When you think of Neon, your mind probably creates imagines of flashing, bright signs illuminating the dark, but the element itself looks quite different. As a noble gas, isolated Neon doesn’t just lack the luster it’s famous for, it doesn’t look like anything at all.
A Member of Nobility
Neon belongs to the far right column of the Periodic Table, which means it is a noble gas. These elements are inert, and therefore highly unreactive. This is because the outermost shell of a noble gas’ nucleus is filled with electrons, giving it no incentive to share with another element. For this reason, you will rarely find a noble gas in a compound.
Also a characteristic of every noble gas, Neon is colorless and odorless—a fact that may be surprising given the fact that Neon signs are so incredibly bright and flashy.
Although Neon ranks quite high on a more macro scale as it is the fourth most abundant element in the universe, it only composes about .0018% of the Earth’s atmosphere. This means that the supply of Neon on this planet is not especially plentiful.
Sir William Ramsay and Morris M. Travers discovered Neon in 1898 when they were studying liquified air. Neon isn’t the only discovery that this study yielded, as the two also discovered Krypton around the same time. Neon is still harvest primarily through distilling liquified air, just like Ramsay and Travers did when they first isolated it.
The name Neon simply comes from the Greek word for new, which is “neos.” It may seem a somewhat uncreative title, but having just discovered another element it’s likely these scientists needed a simple way to differentiate them in conversation. This element occurs when the internal pressure of large mass stars is so great that it fuses carbon atoms into neon atoms.
Some scientists are vying for Neon to become classified as the lightest of noble gases rather than helium.
Perhaps the most peculiar thing about Neon (and all noble gases for that matter) is that it does not react with any other element. That’s right—no materials are formed out of Neon compounds, but the element still has a number of different applications.
Lighting Up The World
Though it is colorless on its own, Neon conducts electricity, and lights up when it is subjected to a charge. That’s how the well-known Neon signs are formed—they utilize a vacuum discharge tube; when the Neon feels the charge, it glows a reddish-orange color.

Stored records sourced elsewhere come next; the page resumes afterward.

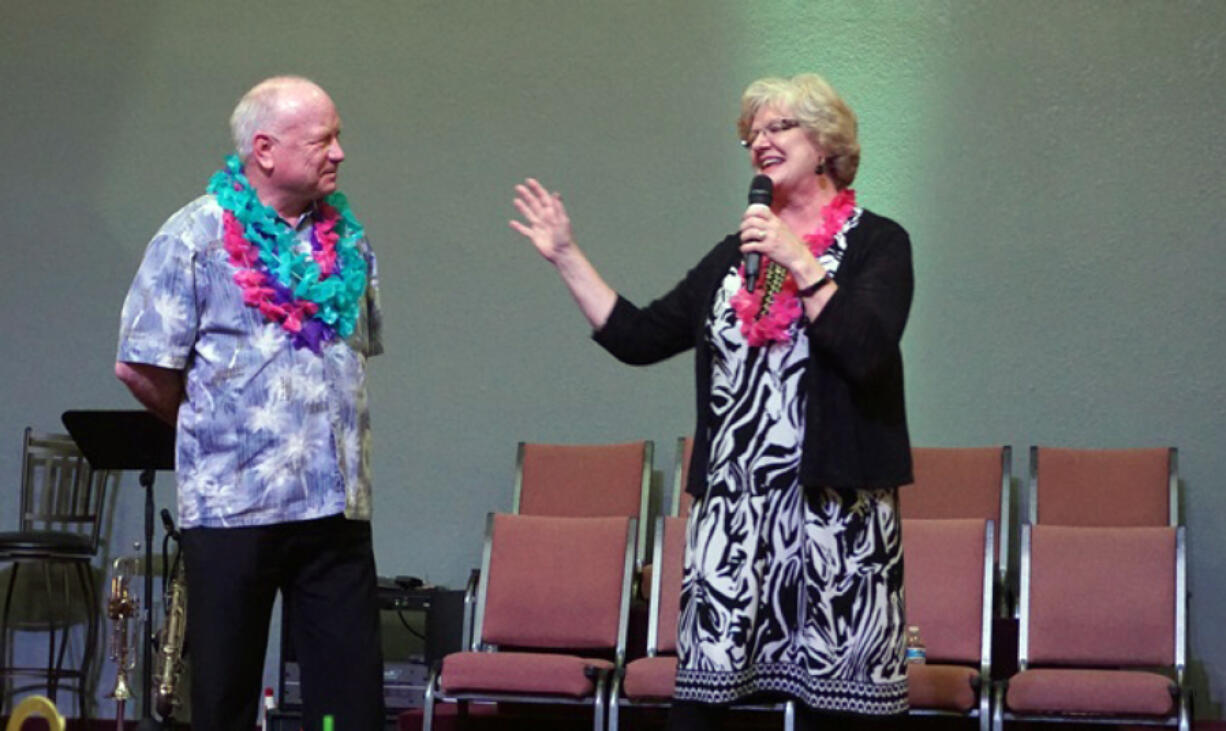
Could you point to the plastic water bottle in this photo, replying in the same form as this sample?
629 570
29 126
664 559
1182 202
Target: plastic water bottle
917 654
266 708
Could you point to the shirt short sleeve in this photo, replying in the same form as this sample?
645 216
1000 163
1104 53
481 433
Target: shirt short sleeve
159 318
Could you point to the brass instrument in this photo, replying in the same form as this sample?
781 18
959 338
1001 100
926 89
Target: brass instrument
123 606
169 644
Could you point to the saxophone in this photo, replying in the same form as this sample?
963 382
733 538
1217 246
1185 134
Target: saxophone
171 643
123 606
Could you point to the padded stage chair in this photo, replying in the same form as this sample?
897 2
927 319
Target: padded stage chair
949 583
965 482
61 503
1104 628
552 615
1104 486
586 481
649 682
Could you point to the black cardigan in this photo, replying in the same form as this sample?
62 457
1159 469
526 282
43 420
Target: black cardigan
856 426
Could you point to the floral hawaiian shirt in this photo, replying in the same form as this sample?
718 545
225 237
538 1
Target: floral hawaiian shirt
267 433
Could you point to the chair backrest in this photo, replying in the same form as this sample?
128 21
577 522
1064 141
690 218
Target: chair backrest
948 585
553 583
1102 596
682 499
59 492
963 482
1104 487
585 481
668 557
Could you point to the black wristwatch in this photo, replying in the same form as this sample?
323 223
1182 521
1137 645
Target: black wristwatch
813 288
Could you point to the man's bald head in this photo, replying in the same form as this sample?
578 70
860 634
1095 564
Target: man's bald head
262 106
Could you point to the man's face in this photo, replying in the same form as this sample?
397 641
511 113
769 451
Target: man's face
307 149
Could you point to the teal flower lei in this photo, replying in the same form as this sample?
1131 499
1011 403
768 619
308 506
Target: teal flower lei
314 296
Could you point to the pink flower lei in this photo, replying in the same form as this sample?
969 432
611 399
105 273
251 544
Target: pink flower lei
768 314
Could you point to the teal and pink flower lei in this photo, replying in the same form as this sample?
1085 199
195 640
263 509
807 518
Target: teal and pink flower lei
768 314
314 296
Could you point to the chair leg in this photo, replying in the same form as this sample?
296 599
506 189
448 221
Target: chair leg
4 638
428 700
598 702
53 680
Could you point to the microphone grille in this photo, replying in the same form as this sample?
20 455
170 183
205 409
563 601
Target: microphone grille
760 190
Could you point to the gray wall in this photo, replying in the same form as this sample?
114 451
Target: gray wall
1057 166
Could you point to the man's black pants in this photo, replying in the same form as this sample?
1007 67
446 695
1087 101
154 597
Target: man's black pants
325 570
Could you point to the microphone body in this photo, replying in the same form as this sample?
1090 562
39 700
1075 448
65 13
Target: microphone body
760 191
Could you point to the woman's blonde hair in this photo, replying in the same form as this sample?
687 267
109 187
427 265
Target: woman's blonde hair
817 106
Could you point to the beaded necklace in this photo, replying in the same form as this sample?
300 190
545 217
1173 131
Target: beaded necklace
768 314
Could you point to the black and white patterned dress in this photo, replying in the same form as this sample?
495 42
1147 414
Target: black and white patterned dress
785 594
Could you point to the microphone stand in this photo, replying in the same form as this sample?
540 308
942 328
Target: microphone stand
147 721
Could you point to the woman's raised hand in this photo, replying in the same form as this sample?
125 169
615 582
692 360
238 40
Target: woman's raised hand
544 220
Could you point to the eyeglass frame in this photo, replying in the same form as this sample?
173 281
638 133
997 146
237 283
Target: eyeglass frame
776 126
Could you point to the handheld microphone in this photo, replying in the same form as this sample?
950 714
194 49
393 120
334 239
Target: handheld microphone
760 191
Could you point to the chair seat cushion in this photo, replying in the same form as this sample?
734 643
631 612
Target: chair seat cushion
1091 692
650 678
43 542
947 687
520 672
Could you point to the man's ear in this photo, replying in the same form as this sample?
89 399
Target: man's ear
261 150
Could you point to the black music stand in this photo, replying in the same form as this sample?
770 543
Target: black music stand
130 440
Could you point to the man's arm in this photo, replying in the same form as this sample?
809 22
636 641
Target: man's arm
158 389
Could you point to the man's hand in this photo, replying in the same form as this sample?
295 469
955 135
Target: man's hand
157 389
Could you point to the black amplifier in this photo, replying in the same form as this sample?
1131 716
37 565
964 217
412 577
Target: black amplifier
418 627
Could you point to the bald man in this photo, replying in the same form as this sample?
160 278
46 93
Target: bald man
248 326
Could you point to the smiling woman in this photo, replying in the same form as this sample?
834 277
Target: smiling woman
793 567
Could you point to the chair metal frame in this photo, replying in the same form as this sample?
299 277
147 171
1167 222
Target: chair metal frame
70 493
983 713
1172 486
1182 716
618 702
434 693
679 472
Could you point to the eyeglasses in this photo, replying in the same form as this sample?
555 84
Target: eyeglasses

However you’ve probably seen plenty of Neon signs in colors other than this one. That’s because other gases can be added into the tube to create different colors. The other noble gases are a popular choice as they are also safe due to being unreactive and they create a variety of colors; xenon may look purple, while argon is blue.
Neon’s gaseous form isn’t the only useful one, though. Liquid Neon can be used as a cryogenic refrigerant to supercool items, but like liquid nitrogen might be, but it has 40 times the refrigerating abilities of liquid helium. Although the gas is considered non-toxic, it still shouldn’t be ingested as it is considered a simple asphyxiant that can cause dizziness, nausea, impaired judgement, or loss of consciousness.
Living up to its classification, Neon truly behaves nobly in that it doesn’t get into any scrapes with other elements. However, this singular attitude doesn’t keep Neon from being a highly useful element.